Rhodes doesn't deny making the calls, according to the agency, only that he didn't make them "as alleged."
"Other than Rhodes's bare assertion that he did not make the calls 'as alleged' in the notice, there is no evidence to support the claim that someone other than Rhodes originated the calls or selected the caller ID," the agency said.
Outgoing FCC Chairman Ajit Pai said that the calls were not only illegal but that Rhodes took the imposition of a robocall "to new levels of egregiousness."
Originally, the FCC proposed a fine of almost $13 million but Rhodes managed to convince the commission to knock that down by nearly $3 million by showing he had permission to use one of the numbers he was calling from.
Since some of the calls — specifically, 1,496 calls that targeted California voters and urged them to "rid America of traitorous Jews like Dianne Feinstein" — weren't spoofed, the commission found that a roughly $3 million reduction was necessary.
Black candidates including Stacey Abrams and Andrew Gillum, who ran for governor in Georgia and senator in Florida that year, respectively, were also targeted by the racist calls.
More than 500 calls purporting to be from "magical Negro" Oprah Winfrey were made to people in Georgia, disparaging Abrams in similar terms.

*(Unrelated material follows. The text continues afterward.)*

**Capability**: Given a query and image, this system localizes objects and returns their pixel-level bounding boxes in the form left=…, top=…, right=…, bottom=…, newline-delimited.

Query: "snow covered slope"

In another set of calls, a man speaking in a racist mimicry of a Black dialect pretended to be Gillum making a campaign call.
Other attack calls were xenophobic, aimed at communities where an undocumented immigrant had been charged with the murder of a young white woman in a case that was heavily politicized by President Donald Trump.
Rhodes also attempted to influence the jury in the murder trial of James Fields, according to the commission.
Fields was eventually convicted of the murder of Heather Heyer, an anti-racism protestor he struck with his car in the wake of a white supremacist rally in Charlottesville, Virginia, but the jury had to be instructed to ignore any calls they may receive from Rhodes, the FCC said.
Rhodes could not immediately be reached for comment Friday.